Is this implementation of Double checked lock pattern (DCLP) in C++11 is correct?

Question

I am reading about DCLP (double-checked lock pattern), and I am not sure I got it right. When using atomics to create the lock (as explained in DCLP fixed in C++11), and there are 2 things that are not clear:

1. In the code from the article:

std::atomic<Singleton*> Singleton::m_instance;
std::mutex Singleton::m_mutex;

Singleton* Singleton::getInstance() {
    Singleton* tmp = m_instance.load(std::memory_order_acquire);
    if (tmp == nullptr) {
        std::lock_guard<std::mutex> lock(m_mutex);
        tmp = m_instance.load(std::memory_order_relaxed);
        if (tmp == nullptr) {
            tmp = new Singleton;
            m_instance.store(tmp, std::memory_order_release);
        }
    }
    return tmp;
}

What happens if I aquire the fence inside "load()", but than tmp is not nullptr, and I simply return? Shouldn't we state where the CPU can "release the fence"?

And if it is not required to release the fence, that why do we have acquire and release? what is the difference?

Surly I am missing something basic....

2. If I got the article correctly, is that a correct way to implement DCLP as well?

Singleton* Singleton::m_instance = null;
std::atomic<bool> Singleton::is_first; // init to false
std::mutex Singleton::m_mutex;

Singleton* Singleton::getInstance() {
    bool tmp = is_first.load(std::memory_order_acquire);
    if (tmp == false) {
        std::lock_guard<std::mutex> lock(m_mutex);
        tmp = is_first.load(std::memory_order_relaxed);
        if (tmp == false) {
            // can place any code that will run exactly once!
            m_instance = new Singleton;

            // store back the tmp atomically
            is_first.store(tmp, std::memory_order_release);
        }
    }
    return m_instance;
}

In other words, instead of looking at the instance I am using an atomic boolean to make sure the DCLP works, and whatever is inside the second tmp is surly to be syncronized and run once. Is it correct?

Thanks!

EDIT: Notice I am not asking the question to implement singleton, but simply to understand better the concepts of fences and atomic and how it fixed DCLP. It is a theoretical question.

Answer 1

What happens if I aquire the fence inside "load()", but than tmp is not nullptr, and I simply return? Shouldn't we state where the CPU can "release the fence"?

No. The release is done when the store into m_instance happens. If you load m_instance and it is not null, then the release already happened earlier and you don't need to do it.

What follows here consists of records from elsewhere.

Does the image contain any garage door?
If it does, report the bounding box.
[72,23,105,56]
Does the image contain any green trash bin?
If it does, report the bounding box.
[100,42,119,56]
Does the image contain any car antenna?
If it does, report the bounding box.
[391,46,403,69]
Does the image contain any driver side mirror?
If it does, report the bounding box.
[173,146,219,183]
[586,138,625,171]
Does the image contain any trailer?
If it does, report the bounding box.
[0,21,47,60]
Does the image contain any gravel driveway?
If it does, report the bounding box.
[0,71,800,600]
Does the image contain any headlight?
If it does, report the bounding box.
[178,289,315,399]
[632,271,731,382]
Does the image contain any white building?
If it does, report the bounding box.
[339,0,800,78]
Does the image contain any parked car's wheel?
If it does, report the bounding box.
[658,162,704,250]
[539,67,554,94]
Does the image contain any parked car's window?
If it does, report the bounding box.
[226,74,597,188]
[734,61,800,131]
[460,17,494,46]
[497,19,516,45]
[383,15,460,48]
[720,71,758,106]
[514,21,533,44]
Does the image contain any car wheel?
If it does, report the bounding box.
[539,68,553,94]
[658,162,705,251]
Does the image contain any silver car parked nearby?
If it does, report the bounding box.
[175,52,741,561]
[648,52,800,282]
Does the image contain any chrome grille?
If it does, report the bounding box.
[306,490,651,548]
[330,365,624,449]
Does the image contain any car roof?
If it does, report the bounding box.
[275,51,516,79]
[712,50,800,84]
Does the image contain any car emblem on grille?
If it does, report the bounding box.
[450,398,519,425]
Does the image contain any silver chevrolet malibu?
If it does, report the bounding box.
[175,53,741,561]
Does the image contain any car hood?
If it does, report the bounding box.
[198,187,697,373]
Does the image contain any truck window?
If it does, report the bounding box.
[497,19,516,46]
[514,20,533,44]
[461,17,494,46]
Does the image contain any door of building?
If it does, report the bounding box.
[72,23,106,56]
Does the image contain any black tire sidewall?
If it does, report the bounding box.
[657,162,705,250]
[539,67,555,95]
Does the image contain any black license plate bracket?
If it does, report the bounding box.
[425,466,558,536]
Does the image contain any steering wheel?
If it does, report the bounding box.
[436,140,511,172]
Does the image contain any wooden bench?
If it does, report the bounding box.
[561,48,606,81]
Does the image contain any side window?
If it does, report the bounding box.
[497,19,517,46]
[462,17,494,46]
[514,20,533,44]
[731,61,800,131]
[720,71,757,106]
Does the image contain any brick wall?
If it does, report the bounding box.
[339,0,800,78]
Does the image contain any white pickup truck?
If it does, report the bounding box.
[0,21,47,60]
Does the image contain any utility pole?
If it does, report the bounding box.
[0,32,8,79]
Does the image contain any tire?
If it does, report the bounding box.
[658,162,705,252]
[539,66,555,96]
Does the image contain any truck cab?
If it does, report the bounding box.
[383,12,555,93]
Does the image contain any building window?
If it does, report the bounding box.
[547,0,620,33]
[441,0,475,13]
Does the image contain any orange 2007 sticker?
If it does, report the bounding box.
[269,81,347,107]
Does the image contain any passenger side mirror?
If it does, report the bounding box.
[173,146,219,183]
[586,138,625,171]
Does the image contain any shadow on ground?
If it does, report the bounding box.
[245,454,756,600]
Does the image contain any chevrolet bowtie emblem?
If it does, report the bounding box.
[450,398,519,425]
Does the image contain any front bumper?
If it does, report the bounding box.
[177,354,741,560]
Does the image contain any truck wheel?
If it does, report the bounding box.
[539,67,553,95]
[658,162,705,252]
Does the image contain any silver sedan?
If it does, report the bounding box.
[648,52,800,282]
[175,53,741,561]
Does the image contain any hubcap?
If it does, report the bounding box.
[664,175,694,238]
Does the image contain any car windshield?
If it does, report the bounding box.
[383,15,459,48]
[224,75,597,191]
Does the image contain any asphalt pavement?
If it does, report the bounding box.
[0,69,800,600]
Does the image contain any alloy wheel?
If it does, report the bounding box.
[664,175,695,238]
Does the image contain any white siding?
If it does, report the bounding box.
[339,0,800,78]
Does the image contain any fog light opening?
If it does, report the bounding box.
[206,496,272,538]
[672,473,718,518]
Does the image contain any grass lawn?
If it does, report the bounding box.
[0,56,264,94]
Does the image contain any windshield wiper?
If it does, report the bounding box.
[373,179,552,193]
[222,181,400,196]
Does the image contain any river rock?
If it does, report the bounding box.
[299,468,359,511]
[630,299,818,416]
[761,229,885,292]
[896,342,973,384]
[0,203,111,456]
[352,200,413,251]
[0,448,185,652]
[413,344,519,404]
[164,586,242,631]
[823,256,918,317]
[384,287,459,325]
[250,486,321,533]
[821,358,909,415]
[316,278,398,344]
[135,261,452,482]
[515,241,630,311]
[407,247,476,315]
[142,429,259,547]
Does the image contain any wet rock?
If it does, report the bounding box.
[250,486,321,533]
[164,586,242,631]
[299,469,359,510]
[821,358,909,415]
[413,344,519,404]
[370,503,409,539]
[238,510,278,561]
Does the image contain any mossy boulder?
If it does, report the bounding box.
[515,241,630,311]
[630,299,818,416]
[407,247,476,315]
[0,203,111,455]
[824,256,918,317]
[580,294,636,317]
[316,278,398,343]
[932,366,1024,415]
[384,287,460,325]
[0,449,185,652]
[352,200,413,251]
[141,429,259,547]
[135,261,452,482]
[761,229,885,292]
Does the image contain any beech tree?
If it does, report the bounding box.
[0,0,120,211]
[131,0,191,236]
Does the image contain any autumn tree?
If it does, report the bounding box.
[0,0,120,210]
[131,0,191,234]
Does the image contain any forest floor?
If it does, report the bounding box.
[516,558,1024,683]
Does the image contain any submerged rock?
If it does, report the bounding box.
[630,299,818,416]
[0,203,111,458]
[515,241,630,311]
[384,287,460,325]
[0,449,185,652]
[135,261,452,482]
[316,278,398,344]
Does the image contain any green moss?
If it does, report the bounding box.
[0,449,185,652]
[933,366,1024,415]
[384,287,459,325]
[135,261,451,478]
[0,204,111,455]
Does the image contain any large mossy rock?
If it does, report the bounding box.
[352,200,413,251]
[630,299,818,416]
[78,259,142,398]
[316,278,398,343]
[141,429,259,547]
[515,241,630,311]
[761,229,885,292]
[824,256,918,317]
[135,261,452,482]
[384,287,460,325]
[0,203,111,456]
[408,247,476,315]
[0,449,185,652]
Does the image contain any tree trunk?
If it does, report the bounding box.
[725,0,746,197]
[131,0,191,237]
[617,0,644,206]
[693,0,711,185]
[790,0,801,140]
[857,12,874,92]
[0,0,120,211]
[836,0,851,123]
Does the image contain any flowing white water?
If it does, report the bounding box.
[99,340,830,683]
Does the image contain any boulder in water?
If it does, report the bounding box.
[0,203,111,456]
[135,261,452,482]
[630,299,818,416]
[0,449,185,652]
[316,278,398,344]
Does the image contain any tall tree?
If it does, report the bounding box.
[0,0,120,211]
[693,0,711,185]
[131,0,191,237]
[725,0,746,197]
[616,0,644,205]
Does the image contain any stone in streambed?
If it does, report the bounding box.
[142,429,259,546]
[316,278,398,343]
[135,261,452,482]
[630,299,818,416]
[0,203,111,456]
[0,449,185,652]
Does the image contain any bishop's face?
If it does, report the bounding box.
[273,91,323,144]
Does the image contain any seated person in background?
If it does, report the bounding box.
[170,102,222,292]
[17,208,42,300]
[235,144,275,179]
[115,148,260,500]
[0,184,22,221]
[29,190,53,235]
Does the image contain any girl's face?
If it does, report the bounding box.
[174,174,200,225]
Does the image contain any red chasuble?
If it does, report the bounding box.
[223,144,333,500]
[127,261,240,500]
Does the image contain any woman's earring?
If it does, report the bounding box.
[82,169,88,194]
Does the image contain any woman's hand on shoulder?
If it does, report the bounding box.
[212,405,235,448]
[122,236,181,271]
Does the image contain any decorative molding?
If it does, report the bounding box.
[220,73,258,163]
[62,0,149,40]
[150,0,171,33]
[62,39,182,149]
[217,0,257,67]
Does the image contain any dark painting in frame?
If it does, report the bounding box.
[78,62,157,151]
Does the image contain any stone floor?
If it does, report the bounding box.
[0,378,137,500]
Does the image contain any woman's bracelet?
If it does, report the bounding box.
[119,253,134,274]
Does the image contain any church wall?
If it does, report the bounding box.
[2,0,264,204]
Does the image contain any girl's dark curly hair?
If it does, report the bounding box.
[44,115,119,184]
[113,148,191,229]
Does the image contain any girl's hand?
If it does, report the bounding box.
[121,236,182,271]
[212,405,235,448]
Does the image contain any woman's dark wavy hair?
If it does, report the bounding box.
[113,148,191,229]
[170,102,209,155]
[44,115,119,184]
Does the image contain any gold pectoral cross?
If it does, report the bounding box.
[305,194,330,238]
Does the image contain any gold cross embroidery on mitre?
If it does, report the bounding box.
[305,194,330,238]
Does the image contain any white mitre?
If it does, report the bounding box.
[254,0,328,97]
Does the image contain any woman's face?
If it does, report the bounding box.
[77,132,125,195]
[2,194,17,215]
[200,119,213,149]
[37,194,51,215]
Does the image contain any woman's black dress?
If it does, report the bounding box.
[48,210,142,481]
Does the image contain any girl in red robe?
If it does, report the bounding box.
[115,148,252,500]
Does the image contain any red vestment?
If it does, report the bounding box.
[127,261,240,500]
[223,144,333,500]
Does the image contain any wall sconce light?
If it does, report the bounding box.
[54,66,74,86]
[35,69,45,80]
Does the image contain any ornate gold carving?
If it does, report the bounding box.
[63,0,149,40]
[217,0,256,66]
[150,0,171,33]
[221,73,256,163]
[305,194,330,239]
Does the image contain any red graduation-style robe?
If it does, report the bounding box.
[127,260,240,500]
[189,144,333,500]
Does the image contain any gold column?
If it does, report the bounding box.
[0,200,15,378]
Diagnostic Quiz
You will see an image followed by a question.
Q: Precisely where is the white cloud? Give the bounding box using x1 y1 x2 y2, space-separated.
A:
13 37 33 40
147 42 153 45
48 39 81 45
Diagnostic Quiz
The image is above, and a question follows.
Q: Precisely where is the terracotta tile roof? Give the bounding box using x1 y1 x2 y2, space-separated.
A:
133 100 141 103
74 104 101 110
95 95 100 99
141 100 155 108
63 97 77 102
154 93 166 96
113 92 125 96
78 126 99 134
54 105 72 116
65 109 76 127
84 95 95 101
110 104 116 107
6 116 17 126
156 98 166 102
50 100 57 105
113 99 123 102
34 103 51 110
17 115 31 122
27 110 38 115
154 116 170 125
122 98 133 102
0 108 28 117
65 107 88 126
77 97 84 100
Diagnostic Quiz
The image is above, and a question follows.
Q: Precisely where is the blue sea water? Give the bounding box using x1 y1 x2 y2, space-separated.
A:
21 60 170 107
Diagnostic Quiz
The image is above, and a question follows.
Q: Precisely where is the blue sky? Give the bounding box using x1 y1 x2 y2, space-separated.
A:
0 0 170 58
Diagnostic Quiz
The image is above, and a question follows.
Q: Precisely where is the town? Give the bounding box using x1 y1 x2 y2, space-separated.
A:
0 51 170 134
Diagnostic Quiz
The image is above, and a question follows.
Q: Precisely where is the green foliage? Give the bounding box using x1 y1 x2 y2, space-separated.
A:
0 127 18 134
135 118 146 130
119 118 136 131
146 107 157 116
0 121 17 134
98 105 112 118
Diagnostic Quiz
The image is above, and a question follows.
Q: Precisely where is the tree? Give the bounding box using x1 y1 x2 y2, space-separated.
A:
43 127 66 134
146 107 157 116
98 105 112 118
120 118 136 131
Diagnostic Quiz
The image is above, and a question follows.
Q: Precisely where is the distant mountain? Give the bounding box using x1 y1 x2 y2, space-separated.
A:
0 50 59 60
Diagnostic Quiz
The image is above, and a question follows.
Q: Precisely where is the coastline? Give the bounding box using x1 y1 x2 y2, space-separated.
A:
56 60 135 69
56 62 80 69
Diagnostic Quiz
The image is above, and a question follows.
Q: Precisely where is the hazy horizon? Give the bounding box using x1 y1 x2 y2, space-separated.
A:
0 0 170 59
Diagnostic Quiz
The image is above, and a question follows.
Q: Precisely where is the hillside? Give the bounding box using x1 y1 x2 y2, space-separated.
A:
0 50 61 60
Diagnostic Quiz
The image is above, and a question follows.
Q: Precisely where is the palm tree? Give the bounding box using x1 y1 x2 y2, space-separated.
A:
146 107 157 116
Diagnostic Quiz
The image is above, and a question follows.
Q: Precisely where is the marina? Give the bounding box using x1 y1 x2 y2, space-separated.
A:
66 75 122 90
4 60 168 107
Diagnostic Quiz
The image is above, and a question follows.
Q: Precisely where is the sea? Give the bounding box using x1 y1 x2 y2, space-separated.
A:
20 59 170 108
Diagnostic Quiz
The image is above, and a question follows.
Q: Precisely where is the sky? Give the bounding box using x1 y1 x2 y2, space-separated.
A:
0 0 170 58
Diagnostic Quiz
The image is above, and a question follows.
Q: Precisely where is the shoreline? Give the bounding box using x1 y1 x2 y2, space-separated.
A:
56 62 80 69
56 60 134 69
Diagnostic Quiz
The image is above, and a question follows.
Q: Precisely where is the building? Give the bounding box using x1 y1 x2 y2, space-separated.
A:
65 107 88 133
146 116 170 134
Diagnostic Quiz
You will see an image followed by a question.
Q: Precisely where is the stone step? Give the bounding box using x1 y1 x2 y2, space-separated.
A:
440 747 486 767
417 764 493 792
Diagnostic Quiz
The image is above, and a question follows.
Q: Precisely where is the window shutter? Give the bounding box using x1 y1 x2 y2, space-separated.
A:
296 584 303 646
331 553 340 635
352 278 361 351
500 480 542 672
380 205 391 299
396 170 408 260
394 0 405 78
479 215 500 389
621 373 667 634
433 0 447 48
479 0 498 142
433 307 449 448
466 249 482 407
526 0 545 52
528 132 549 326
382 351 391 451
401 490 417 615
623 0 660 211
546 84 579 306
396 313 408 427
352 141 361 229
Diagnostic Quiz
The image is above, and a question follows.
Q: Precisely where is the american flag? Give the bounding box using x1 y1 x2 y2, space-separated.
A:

You do not "acquire a fence" and "release a fence" like you acquire a mutex lock. That's not what fences are. A fence is simply an acquire or release operation without an associated memory location. And fences aren't really relevant here, because all the acquire and release operations have an associated memory location (the atomic object m_instance).

You do not have to have acquire+release in matched pairs like mutex locks+unlocks. You can do one release operation to store a value, and have any number of acquire operations (zero or more) that load that value and observe its effects.

The acquire/release semantics on loads/stores are related to ordering of operations on either side of the load/store, to prevent re-ordering.

A non-relaxed atomic store (i.e. a release operation) to a variable A will synchronize with a later non-relaxed atomic load (i.e. an acquire operation) of the same variable A.

As the C++ standard says:

Informally, performing a release operation on A forces prior side effects on other memory locations to become visible to other threads that later perform a consume or an acquire operation on A.

So in the DCLP code you quoted, the m_instance.store(tmp, memory_order_release) is a store to m_instance and is a release operation. The m_instance.load(memory_order_acquire) is a load from m_instance and is an acquire operation. The memory model says that the store of a non-null pointer synchronizes with any load that sees a non-null pointer, which means that it is guaranteed that all the effects of new Singleton have completed before any thread can load a non-null value from tmp. This fixes the problems of pre-C++11 double-checked locking where the store to tmp could become visible to other threads before the object was fully constructed.

In other words, instead of looking at the instance I am using an atomic boolean to make sure the DCLP works, and whatever is inside the second tmp is surly to be syncronized and run once. Is it correct?

No, because you store false here:

        // store back the tmp atomically
        is_first.store(tmp, std::memory_order_release);

Which means on the next call to the function you create another Singleton and leak the first one. It should be:

        is_first.store(true, std::memory_order_release);

If you fix that, I think it's correct, but on typical implementations it uses more memory (sizeof(atomic<bool>)+sizeof(Singleton*) is probably more than sizeof(atomic<Singleton*>)), and by splitting the logic into two variables (a boolean and a pointer) you make it easier to get wrong, as you did. So there's no advantage to doing that way compared to the original, where the pointer itself also serves as the boolean because you look at the pointer directly, not at some boolean that might not have been set correctly.